Pour Jared Leto, l'expérience vécue pour le tournage revêt aussi un caractère unique. «Jaco est très patient, attentif à tout. Il a vraiment ce genre de talent très européen», dit le comédien, travesti, tous les jours, pour le besoin du film. Tantôt barbu, tantôt vieux, tantôt préhistorique, Jared Leto a non seulement développé l'art de manger des cacahuètes sans trop ouvrir la bouche («Ma barbe est trop lourde», dit-il), mais aussi à «incarner autant de personnages».

Le travestissement affecte tous les acteurs, dont la belle Diane Krüger. Il faut s'y prendre à plusieurs reprises pour reconnaître l'égérie de Chanel quand elle débarque sur le plateau, brune, toute de grunge vêtue, aux bras de son nouvel amoureux, Joshua Jackson.

«Je suis très reconnaissante à Jaco de m'avoir choisie, ce n'était pas évident. Anna est grunge, goth, rock, et pour l'instant, beaucoup de cinéastes me voient dans des rôles de jolie fille, de princesse, de reine», dit-elle.
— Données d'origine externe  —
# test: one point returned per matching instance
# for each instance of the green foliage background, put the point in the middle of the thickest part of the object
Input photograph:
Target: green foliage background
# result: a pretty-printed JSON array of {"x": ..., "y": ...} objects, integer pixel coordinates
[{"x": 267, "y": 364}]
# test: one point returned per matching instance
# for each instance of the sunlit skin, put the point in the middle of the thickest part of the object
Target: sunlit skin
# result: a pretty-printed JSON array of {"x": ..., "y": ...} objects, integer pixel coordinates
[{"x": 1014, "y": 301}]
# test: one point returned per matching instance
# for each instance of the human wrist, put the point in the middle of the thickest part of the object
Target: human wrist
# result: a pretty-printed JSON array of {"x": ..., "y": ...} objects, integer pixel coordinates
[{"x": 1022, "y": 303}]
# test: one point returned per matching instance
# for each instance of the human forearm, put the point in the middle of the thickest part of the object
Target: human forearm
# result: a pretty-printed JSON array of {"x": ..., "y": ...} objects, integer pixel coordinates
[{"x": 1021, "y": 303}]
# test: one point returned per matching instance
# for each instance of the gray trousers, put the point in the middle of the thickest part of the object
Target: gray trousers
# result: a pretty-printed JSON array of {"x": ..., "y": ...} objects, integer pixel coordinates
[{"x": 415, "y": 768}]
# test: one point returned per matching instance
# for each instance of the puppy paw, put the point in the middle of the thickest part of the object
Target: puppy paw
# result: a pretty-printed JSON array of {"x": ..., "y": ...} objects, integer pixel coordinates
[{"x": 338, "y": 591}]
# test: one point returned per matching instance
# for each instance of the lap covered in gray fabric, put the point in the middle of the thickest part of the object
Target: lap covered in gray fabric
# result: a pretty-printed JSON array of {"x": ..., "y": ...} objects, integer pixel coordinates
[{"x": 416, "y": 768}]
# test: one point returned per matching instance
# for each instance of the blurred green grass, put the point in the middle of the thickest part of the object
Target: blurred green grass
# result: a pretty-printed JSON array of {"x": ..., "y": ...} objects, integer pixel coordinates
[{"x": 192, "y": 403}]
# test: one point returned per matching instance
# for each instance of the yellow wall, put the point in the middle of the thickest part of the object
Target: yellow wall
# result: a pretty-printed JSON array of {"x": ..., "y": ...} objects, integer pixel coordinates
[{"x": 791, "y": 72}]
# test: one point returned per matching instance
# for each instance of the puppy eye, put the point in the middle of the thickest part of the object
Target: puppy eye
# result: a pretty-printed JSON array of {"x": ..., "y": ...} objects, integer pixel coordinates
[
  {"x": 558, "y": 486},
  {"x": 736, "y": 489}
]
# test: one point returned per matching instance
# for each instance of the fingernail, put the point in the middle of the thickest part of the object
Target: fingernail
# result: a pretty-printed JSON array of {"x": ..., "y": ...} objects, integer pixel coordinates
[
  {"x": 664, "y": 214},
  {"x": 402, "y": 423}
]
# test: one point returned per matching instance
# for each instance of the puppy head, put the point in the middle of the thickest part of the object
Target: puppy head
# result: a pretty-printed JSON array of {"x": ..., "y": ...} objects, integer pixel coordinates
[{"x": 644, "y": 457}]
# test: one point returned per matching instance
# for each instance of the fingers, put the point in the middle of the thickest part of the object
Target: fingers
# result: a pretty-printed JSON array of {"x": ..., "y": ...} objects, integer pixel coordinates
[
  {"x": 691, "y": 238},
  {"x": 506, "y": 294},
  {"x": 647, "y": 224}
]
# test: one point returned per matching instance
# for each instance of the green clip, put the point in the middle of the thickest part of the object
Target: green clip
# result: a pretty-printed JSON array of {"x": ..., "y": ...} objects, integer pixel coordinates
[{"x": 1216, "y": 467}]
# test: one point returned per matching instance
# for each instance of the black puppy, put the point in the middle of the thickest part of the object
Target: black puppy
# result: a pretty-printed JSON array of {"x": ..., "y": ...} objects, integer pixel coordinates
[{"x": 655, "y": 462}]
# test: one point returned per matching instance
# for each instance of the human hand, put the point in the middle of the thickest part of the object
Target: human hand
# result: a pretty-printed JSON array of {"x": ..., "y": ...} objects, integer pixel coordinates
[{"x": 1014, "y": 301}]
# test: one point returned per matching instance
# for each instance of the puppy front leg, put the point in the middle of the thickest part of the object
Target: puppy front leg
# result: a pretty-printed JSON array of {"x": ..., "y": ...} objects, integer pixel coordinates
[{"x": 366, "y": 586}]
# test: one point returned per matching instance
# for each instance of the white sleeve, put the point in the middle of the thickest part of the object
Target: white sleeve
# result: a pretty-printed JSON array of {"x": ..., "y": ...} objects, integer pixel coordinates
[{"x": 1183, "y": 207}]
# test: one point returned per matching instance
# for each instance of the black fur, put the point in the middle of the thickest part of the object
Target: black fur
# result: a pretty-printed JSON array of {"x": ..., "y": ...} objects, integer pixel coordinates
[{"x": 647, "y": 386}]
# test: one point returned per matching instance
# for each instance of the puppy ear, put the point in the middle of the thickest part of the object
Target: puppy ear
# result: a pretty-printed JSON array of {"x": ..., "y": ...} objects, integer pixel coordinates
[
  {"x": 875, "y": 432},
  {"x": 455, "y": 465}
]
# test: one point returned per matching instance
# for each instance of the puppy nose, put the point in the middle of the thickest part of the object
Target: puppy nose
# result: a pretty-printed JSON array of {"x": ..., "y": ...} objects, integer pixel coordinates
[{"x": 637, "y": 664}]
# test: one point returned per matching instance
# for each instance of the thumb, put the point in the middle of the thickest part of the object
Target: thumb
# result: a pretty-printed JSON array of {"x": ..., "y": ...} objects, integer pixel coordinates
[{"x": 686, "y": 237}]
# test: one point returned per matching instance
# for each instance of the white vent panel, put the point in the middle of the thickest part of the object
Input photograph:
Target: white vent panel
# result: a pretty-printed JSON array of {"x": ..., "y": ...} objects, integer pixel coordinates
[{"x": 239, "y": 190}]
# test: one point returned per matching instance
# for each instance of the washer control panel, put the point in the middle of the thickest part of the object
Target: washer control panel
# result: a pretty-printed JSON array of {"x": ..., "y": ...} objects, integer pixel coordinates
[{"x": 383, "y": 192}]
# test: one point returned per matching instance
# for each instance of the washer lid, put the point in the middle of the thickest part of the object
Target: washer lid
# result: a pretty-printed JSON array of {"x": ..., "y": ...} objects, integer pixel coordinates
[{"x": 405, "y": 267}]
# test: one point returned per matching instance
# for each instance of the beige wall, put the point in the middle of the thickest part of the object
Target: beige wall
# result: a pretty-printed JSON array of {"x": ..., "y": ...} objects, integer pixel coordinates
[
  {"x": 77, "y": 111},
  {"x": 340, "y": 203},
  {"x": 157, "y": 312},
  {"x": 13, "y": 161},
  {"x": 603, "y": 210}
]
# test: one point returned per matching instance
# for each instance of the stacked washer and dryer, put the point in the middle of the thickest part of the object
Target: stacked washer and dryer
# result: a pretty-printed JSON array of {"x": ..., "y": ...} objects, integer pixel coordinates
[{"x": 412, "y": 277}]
À l'issue de la visite de plateau, nous avons pu voir un montage monté à partir des premiers rushs du film. Oui, Mr. Nobody semble aussi prometteur dans sa réalisation qu'il l'est dans sa distribution et dans sa proposition. Pourtant, il faudra faire preuve de patience avant de voir Mr. Nobody sur les écrans. Après une année de post-production, le film sera fin prêt pour Cannes... en 2009. «Je ne me sens pas de pression», dit Jaco van Dormael, confiant dans son talent comme dans celui de son équipe.